Jetzt trieb er langsam auf einen mächtigen Felsen von fast tausend Yard Durchmesser zu und stieß ihn sanft an. Von diesem Hauch einer Berührung geküsst, verließ der Berg aus Stein in den nächsten tausend Umläufen seine Jahrmillionen alte Bahn — nahm Kurs auf das ferne Zentrum und strebte unaufhaltsam diesem fernen Licht entgegen.
Es sollten viele Zeitalter vergehen, in denen der fliegende Berg mehrmals das helle Licht umkreiste — bis sich der uralte Felsen mit hoher Geschwindigkeit einer der inneren Welten näherte.
Und dann — wie es die Schicksalsgöttin ›Atrophos‹ geplant hatte, lag der Planet ›Joy‹ direkt auf seinem Kurs und würde die Vereinigung des Kindes aus Eis und Erz mit seinem Muttergestirn verhindern.
Noch war kein intelligentes Leben auf ›Joy‹ vorhanden — denn die Zeit der ›Gnork‹ oder der Menschen war noch nicht gekommen und lag noch Millionen von Jahren in ferner Zukunft.
Nur der Kontinent der dereinst ›Alurien‹ heißen sollte, hatte sich bereits aus der heißen Magma gebildet. Und ebenso erhoben sich unzählige Inseln aus dem weiten grünblauen Meer — in dem sich reichhaltiges Leben entwickelte.
Üppige Vegetation hatte sich über den ganzen Planeten ausgebreitet und dichte Wälder bedeckten das grüne Land — über das unzählige Säugetiere auf der Suche nach Nahrung umher streiften.
Alles schien im Einklang mit der Natur — bis eines Tages der Himmel über den fruchtbaren Savannen aufglühte und ein grelles Licht innerhalb weniger Sekunden wie eine feurige Lanze durch die Atmosphäre stieß.
Wie ein gigantischer Hammerschlag traf der glühende Felsbrocken auf den nördlichen Rand ›Aluriens‹ und bohrte sich tief in den Leib des jungen Kontinents — wo er mit sonnengleicher Urgewalt explodierte und im Umkreis von tausend Meilen und mehr alles Leben vernichtete.

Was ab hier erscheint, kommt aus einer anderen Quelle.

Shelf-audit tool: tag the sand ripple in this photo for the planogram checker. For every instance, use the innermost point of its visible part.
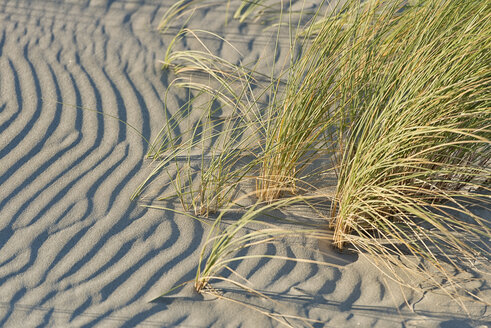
(74, 251)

Nichts vermochte der gigantischen Druckwelle standzuhalten und riesige Flutwellen jagten berghoch um die Welt und überfluteten noch auf der anderen Seite ›Aluriens‹ die großen Inseln. Gleichzeitig schoss eine gewaltige Feuersäule in die Höhe und riss abermillionen Tonnen von Wasser und pulverisierten Gesteins in den Himmel  — und verfinsterte in den folgenden zwei Jahren die Welt, bis die unermüdlich hernieder strömenden Regenfälle den größten Teil des Staubes wieder aus der Atmosphäre holten.
In dieser Zeit der Agonie starben viele der Arten aus und es dauerte lange, bis sich die Überlebenden von diesem Ereignis erholt hatten. Das Klima ›Joys‹ hatte sich in dieser Phase der Dunkelheit merklich abgekühlt und es dauerte Jahrzehnte, bis die Sonne ›Magica‹ ihr Kind wieder ausreichend erwärmt hatte.

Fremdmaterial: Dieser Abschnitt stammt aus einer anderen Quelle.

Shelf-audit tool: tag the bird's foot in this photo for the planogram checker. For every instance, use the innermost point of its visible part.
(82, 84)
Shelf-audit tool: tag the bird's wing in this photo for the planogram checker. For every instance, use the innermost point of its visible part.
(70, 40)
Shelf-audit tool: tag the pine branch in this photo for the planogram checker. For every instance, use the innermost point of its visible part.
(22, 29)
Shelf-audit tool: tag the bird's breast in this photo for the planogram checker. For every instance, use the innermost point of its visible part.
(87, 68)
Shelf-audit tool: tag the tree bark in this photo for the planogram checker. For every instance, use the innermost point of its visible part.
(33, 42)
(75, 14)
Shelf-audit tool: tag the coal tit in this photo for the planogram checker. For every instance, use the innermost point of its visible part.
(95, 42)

Der Einschlag setzte die Wälder und Savannen in Brand und sterilisierte bis in mehrere Fuß Tiefe den Boden und hinterließ einen gewaltigen Krater mit einem Durchmesser von über zwanzig Meilen.
Die nachfolgenden Gesteinsbrocken schlugen eine zusätzliche, lang gestreckte Kerbe in die umliegende Hügelkette und schufen damit zugleich eine enge Schlucht die als natürlicher Kanal eine Verbindung zum alurischen Meer zur Folge hatte — was sich in späteren Zeitaltern noch als sehr nützlich erweisen sollte.

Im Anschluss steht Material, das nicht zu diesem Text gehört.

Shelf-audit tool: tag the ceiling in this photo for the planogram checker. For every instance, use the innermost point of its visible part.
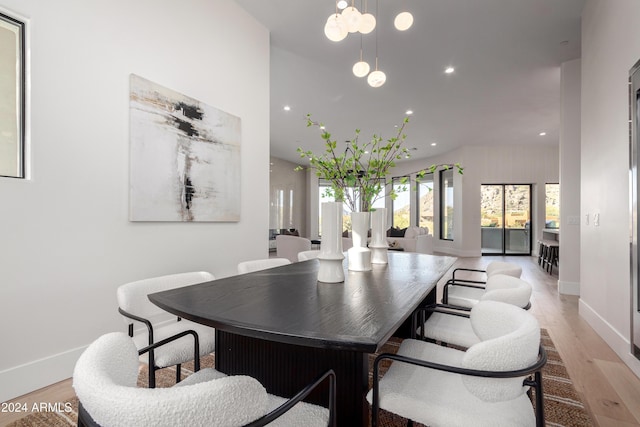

Durch diesen von Himmelskräften geschaffenen Kanal ergoss sich der Ozean und verdampfte noch tagelang in der Gluthölle, die am Grund des Einschlagkraters brodelte.
Doch die Unmengen an Wasserfluten kühlten letztendlich das Feuer und brachten die Lava zum erstarren — und die klaffende Wunde füllte sich und bildete einen ansehnlichen See von ungewöhnlicher Tiefe — der zudem außerordentlich rein und klar war.
Der metallische Kern des steinernen Riesen ruhte unversehrt im Untergrund und irgendwann — in hundert Jahrtausenden oder später, mochten neugierige ›Gnork‹ oder Menschen kommen — und forschen, suchen und dann erkennen, dass diese Katastrophe der Vorzeit einen wahren Schatz hinterlassen hatte — nämlich ›Obsidianerz‹ in reinster Form.
Es war das wertvollste Mineral nach dem kostbaren ›Sternenstaub‹, dass das magische Universum zu bieten hatte.
Mit Genugtuung hatte die Schicksalsgöttin das kosmische Geschehen zur Kenntnis genommen und war sich sicher das der finstere Widersacher keine Ahnung davon hatte das bei diesem Geschehen göttliche Kräfte der Gegenseite im Spiel waren — die damit den Plan des Fürsten der Lüge über den Haufen werfen konnten …
Zeit: Gegenwart
… ungefähr fünf Millionen Jahre nach dieser kosmischen Katastrophe brachte die Sonne ›Magica‹ die eine Hälfte des Planeten zum leuchten und ›Kadmos‹ und ›Jaspar‹, die sich gegenseitig umkreisenden Zwillingsmonde von ›Joy‹, versanken hinter dem Horizont und spendeten der dunklen Seite der Welt ihr silbern und bläulich schimmerndes Licht.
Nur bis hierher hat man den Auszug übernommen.